The HKSE has attracted several large high profile mining company listings over the last few years.
As China’s insatiable demand for natural resources continues to grow to fuel a burgeoning economy that remains one of the world’s strongest, global mining industry players are increasingly recognising Hong Kong as an ideal location for a public listing due to the city’s proximity to China’s capital markets that highly value commodity based stocks.
PwC Hong Kong Mining Leader and Assurance Partner Benson Wong said there was no doubt Hong Kong was emerging as a listing hub for mining and resource companies. “The trend is clear. Over the past few years, the Hong Kong Stock Exchange has attracted several large high profile mining company listings, and the pipeline for future listings is very healthy,” Mr Wong said.
Mr Wong predicts 10-15 mining and natural resource companies will list in Hong Kong in 2012, and this trend will gather momentum when global economic uncertainty subsides and confidence returns. Current market sentiment has affected the number of listings in 2011. The number of mining and natural resources-related IPOs decreased in 2011 as compared to last year, from 22 IPOs in 2010 to 8 IPOs in 2011 (up to end September, 2011). However, the funds raised have increased from HK$68 billion in 2010 to HK$94 billion in 2011 so far.
China’s demand for commodities is unlikely to be significantly affected by the current financial crisis in Europe and the US, with China tipped to grow at a rate of 7-8% next year. “This staggering growth rate amid global economic turmoil represents a continuous increase in demand for commodities, and coupled with a lack of great new deposits and rising costs, prospects for commodity prices are positive,” Mr Wong added.
In this context, the Hong Kong Stock Exchange is keen to attract more mining company initial public offerings. In addition, PwC expects Hong Kong will continue to attract more foreign mining and natural resource companies to come over for dual primary or secondary listings.

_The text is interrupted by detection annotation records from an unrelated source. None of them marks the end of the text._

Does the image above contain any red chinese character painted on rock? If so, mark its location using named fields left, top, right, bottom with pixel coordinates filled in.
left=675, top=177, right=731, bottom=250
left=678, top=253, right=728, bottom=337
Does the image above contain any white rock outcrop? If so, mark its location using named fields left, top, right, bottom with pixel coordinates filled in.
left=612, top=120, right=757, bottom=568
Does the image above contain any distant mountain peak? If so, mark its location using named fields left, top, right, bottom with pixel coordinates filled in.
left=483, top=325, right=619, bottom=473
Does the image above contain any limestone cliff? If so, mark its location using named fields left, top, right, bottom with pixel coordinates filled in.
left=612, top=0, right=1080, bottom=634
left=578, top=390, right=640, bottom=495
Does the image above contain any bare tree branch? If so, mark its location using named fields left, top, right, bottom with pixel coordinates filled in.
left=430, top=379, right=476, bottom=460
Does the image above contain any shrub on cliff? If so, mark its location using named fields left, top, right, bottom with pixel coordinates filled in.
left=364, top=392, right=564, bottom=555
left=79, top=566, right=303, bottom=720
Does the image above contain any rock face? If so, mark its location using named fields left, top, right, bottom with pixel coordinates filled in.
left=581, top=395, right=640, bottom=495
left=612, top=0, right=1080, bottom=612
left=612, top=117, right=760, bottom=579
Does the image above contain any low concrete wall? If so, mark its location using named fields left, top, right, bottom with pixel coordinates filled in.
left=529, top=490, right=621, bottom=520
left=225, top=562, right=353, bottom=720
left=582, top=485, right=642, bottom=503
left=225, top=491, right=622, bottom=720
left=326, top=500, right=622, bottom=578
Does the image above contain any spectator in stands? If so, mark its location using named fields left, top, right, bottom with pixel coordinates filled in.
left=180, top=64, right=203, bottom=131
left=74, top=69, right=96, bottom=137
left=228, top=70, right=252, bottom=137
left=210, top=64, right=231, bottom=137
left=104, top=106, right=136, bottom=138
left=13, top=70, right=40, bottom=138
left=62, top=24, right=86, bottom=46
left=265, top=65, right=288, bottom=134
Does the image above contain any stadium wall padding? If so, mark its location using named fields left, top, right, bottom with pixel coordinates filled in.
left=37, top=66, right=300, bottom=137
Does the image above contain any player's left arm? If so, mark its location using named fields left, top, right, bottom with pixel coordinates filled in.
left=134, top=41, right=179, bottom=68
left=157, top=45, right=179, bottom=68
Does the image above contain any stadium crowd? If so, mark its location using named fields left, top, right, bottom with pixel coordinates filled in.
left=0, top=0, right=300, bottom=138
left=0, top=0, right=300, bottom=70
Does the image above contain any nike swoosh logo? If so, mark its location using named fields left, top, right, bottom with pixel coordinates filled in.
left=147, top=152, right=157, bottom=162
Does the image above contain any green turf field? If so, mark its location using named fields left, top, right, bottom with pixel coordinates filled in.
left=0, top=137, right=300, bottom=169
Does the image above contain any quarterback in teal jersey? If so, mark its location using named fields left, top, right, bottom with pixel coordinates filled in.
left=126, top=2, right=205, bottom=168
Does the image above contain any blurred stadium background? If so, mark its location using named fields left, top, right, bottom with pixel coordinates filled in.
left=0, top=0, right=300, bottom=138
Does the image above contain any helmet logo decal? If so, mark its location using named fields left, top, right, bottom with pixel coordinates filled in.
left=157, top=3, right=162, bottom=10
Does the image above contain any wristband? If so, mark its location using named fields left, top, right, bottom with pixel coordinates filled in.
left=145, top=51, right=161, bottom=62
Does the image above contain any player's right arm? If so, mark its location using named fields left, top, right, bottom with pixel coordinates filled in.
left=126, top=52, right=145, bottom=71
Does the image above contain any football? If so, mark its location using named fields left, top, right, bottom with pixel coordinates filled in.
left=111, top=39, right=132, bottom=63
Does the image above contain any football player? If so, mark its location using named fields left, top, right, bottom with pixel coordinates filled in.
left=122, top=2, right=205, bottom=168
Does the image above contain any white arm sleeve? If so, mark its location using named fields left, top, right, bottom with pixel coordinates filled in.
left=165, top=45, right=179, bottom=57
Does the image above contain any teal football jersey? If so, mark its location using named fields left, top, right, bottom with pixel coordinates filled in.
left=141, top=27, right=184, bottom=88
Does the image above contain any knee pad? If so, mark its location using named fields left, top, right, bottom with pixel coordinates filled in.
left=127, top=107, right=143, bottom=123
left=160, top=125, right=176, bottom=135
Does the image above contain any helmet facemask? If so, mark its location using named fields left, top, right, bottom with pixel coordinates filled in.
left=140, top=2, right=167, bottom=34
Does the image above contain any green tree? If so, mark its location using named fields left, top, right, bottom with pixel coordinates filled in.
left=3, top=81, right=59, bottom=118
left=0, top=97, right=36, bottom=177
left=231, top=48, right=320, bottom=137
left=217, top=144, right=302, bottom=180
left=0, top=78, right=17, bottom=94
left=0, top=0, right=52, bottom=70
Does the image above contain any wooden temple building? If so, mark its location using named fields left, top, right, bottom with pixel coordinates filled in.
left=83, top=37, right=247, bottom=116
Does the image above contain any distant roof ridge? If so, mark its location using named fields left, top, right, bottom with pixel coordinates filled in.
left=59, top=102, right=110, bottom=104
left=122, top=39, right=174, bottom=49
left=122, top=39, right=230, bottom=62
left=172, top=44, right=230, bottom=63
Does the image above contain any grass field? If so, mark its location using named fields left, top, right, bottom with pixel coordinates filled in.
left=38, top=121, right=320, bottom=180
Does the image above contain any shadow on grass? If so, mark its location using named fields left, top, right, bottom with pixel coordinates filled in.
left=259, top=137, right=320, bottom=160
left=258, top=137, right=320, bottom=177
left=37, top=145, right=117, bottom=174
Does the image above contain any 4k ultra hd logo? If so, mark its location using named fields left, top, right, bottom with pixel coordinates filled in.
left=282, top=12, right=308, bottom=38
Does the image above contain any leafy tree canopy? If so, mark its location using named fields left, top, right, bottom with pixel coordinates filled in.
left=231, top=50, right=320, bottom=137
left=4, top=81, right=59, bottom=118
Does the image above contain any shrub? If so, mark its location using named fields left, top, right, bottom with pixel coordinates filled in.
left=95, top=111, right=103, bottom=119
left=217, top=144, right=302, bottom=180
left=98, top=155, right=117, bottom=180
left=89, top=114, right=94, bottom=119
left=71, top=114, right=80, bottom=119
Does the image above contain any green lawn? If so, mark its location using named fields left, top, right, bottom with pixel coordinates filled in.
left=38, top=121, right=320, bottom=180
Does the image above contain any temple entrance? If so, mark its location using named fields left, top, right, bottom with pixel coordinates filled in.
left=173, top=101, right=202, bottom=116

Meanwhile, in the first six months of 2011, Chinese entities announced 75 acquisitions in the global mining sector worth a total of $4.7 billion (excluding cancelled & withdrawn deals), according to the PwC Mine 2011 report, which reviews the global trends in the mining industry based on analysis of the financial performance and position of the global mining industry represented by the top 40 mining companies by market capitalisation.
“China is expected to continue acquiring gold and other precious metals, as well as quality industrial resource assets like iron ore, metallurgical coal, fertilizer minerals and base metals. We also anticipate China will continue to look at traditional developed investment destinations as well as expanding into frontier markets, such as Mongolia and Africa, and further consolidate its fragmented domestic mining sector, ”said Ken Su, PwC China, Mining Leader and Advisory Partner.
Additionally, according to the PwC Mine 2011 report, the outlook expressed by industry leaders is increasingly positive, with companies taking definitive action on capital investment projects, as well as mergers and acquisitions. CEOs note their continuing belief in the emerging markets, particularly the ongoing growth in China and the nation’s ability to achieve or exceed the 7% growth target outlined in the 12th Five Year Plan. Resource nationalism and stakeholder management occupy a higher degree of attention from the CEOs, as does the ever increasing complexity and sophistication in the industry.
At a time of budget deficits and changing economic and social priorities, many governments around the world are looking at reforms to their mining codes, grappling with sustainability issues and revisiting their approach to taxation and royalties,” said Tim Goldsmith, PwC Global Mining Leader. “Mining and natural resource companies are rapidly climbing up the political priority list.”